Here is a list of five federal developments related to telehealth since the start of 2023, according to a July 31 report from jdsupra.com:

1. Office of Inspector General Report on improper Medicare payments. 

HHS' OIG released a report in May discussing incorrect payments that were made by Medicare to providers offering psychotherapy services through telehealth during the COVID-19 pandemic. In the first year of the pandemic, some providers did not meet Medicare requirements when billing for some services provided via telehealth.

2. Drug Enforcement Administration statement on extending telehealth access to Americans in need of controlled medication.

The DEA released a statement in collaboration with HHS on May 3, stating a proposed rule had been submitted to the Office of Management and Budget to extend the telehealth flexibilities for controlled medication prescriptions, which had been established during the COVID-19 public health emergency. 

3. OIG toolkit that analyzed telehealth claims to identify potential risks to Medicare. 

The toolkit was published in April and provided information on identifying telehealth claims data that may pose a risk to Medicare, such as fraud, waste and abuse.

4.Two DEA proposed rules on using telemedicine to prescribe controlled substances.

The two proposed rules were released on Feb. 24 to address the process for patients who are prescribed controlled medication via telehealth following the COVID-19 public health emergency.

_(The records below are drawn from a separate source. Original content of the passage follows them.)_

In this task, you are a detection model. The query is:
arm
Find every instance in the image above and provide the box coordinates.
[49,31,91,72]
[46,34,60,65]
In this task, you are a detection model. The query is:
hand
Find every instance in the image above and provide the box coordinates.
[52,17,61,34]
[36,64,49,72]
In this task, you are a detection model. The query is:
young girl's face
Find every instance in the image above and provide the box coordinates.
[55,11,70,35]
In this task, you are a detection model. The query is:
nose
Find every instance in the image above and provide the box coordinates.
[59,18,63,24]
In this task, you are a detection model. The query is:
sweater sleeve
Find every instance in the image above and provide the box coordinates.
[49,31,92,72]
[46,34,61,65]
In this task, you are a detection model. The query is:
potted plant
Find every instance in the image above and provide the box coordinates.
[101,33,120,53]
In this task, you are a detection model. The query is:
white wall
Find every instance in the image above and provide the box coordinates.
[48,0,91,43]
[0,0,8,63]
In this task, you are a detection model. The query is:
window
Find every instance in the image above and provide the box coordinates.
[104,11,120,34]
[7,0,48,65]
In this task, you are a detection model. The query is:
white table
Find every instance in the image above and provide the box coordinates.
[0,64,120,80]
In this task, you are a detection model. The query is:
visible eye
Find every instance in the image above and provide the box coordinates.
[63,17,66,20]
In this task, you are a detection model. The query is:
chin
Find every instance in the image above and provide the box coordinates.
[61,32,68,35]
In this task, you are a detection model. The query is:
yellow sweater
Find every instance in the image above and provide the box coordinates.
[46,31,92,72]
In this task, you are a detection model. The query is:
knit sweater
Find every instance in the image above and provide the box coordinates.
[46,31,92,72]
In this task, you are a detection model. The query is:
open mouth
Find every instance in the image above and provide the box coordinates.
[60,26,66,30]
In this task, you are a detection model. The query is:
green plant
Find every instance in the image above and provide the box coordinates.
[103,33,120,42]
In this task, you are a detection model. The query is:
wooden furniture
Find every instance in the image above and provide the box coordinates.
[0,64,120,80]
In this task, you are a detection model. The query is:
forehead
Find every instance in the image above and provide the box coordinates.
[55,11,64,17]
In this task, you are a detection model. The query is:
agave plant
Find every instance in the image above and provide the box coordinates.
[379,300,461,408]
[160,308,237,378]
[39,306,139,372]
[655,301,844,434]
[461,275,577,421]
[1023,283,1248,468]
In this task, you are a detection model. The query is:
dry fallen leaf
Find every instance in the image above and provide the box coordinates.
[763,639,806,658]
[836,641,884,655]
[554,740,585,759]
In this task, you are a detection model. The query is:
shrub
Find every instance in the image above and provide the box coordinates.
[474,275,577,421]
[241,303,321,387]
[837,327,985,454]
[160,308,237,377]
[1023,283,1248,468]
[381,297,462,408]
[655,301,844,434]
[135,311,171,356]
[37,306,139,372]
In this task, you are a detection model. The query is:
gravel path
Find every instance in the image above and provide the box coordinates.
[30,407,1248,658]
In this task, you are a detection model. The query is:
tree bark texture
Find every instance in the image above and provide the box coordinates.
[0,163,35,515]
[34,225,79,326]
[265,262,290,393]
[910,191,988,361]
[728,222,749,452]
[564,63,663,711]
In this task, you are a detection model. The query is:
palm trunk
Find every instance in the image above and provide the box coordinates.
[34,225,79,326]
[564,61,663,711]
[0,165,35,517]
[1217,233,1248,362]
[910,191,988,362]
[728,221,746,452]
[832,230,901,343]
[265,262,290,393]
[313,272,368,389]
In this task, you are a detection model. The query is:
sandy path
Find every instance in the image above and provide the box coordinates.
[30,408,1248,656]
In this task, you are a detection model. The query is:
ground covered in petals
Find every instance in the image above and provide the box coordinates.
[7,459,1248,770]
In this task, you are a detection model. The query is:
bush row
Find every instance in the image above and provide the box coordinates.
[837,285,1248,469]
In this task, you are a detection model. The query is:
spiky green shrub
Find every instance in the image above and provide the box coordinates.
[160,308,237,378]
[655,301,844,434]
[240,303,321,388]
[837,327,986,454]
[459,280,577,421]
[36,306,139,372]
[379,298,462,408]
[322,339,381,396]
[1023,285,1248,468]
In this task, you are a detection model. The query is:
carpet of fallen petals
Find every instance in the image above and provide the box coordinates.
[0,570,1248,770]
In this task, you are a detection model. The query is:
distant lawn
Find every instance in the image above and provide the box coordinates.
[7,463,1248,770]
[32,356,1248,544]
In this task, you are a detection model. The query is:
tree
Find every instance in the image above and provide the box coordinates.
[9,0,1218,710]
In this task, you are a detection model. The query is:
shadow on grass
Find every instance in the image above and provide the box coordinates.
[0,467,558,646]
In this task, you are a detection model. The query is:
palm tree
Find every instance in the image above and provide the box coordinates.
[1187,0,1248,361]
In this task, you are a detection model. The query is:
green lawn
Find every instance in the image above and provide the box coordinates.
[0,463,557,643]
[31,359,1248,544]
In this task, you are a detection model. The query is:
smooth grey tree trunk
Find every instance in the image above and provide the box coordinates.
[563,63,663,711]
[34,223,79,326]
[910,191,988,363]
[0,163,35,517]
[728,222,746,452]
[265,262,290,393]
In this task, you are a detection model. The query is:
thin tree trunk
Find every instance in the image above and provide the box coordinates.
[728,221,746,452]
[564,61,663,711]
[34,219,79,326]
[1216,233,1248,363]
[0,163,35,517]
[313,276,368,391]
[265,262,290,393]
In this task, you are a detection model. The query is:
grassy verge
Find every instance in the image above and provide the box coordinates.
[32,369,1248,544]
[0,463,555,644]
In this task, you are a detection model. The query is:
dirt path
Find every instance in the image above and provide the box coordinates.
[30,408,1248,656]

The rules propose new patients must be evaluated in person to receive these medications. Additionally, patients who received these prescriptions through telehealth during the pandemic must have an in-person evaluation within 180 days of the rule's release.

5. CMS guidance on reimbursements for interprofessional consultants. 

The guidance was issued on January 5, and it specified when interpersonal consultants are able to be reimbursed by Medicaid and CHIP. The release clarified reimbursement in cases when the beneficiary is not present, but the consultation must be for the direct benefit of the beneficiary.